Carol, a bulimia da fome ajudou a menina a superar a falta de tempero de comida, mas a fome mesmo só foi sentida por causa da bulimia, pois comida nunca faltou, e isso se agradece a quem um dia já passou fome e tenteou fazer mudança. Já dizia a avó Raimunda: "a dô da fomi mermo rocê nunca sintiu. Podi até num tê tido mistura, mas fome mermo rocê nunca passô". Essa foi a frase escutada por Cafusa depois de grande.

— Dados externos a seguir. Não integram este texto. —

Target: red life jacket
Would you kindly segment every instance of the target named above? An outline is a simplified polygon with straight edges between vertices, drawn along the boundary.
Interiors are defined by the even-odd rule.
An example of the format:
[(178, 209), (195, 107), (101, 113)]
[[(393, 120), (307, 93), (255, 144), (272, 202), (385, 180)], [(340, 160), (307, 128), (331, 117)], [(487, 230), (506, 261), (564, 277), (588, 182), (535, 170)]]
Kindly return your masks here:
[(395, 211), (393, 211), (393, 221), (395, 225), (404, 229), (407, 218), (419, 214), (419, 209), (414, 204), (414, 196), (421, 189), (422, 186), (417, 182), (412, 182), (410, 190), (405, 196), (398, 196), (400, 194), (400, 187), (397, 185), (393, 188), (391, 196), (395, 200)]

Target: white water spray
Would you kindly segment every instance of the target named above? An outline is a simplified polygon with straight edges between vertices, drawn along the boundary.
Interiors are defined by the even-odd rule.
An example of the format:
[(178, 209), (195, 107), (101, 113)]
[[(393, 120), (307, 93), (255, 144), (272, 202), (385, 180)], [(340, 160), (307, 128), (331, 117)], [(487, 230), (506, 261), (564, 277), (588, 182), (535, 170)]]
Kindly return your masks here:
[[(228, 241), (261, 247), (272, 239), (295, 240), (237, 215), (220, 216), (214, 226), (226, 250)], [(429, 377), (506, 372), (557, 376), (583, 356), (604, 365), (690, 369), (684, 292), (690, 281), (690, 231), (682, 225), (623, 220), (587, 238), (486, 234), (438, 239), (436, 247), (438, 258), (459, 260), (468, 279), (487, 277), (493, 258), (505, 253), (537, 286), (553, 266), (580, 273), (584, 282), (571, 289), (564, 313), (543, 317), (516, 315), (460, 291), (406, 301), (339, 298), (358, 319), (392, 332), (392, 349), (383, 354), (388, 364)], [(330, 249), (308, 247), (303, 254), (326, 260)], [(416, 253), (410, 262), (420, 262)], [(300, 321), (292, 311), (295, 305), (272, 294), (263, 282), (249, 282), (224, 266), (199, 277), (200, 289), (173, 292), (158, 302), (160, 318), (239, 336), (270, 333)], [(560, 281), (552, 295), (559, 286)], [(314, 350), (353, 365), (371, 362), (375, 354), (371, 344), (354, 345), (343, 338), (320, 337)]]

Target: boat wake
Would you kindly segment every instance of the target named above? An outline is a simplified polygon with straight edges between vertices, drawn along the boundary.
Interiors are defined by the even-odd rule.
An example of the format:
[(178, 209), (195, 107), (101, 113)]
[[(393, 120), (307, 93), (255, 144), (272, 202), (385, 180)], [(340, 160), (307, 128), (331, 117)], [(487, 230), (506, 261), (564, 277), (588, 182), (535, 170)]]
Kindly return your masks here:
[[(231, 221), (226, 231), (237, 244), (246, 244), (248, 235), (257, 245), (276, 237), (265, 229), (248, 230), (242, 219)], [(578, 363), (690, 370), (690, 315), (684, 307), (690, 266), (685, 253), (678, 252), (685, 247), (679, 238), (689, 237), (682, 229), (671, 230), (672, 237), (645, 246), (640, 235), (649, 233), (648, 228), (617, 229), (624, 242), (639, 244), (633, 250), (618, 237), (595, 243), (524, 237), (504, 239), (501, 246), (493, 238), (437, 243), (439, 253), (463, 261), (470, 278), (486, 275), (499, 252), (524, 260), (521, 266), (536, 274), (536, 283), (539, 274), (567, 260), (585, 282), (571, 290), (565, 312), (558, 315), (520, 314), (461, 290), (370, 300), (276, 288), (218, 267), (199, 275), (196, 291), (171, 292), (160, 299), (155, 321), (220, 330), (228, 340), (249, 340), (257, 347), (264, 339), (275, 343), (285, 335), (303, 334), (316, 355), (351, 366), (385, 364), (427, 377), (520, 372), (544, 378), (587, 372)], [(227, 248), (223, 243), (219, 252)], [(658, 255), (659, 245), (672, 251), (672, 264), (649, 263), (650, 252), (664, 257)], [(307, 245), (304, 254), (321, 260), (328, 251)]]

Ela lembrou-se que por muito tempo culpou a fome por sua bulimia, mas bulimia é apenas um termo pra nomear uma realidade vivenciada por um tipo de lavagem cerebral alienatória feita na mente das pessoas desde que começam a escutá-la, assisti-la e vivenciá-la na pele. Sendo repetida diversas e diversas vezes até você sequer saber o significado de existência. "Viva pra ser o que é cobiçado! Viva pra ser embranquecida!". E quando se percebeu que aquela realidade não se encaixaria jamais fora de seus transes, Cafusa simplesmente acordou. O espelho a sorriu e abraçou: bem vinda a sobriedade, Cafusa!

- Carolina, já conheci um pouco de você, agora você conhece um pouco de mim também!

PS: Você inspira minha alma, Carolina Maria de Jesus!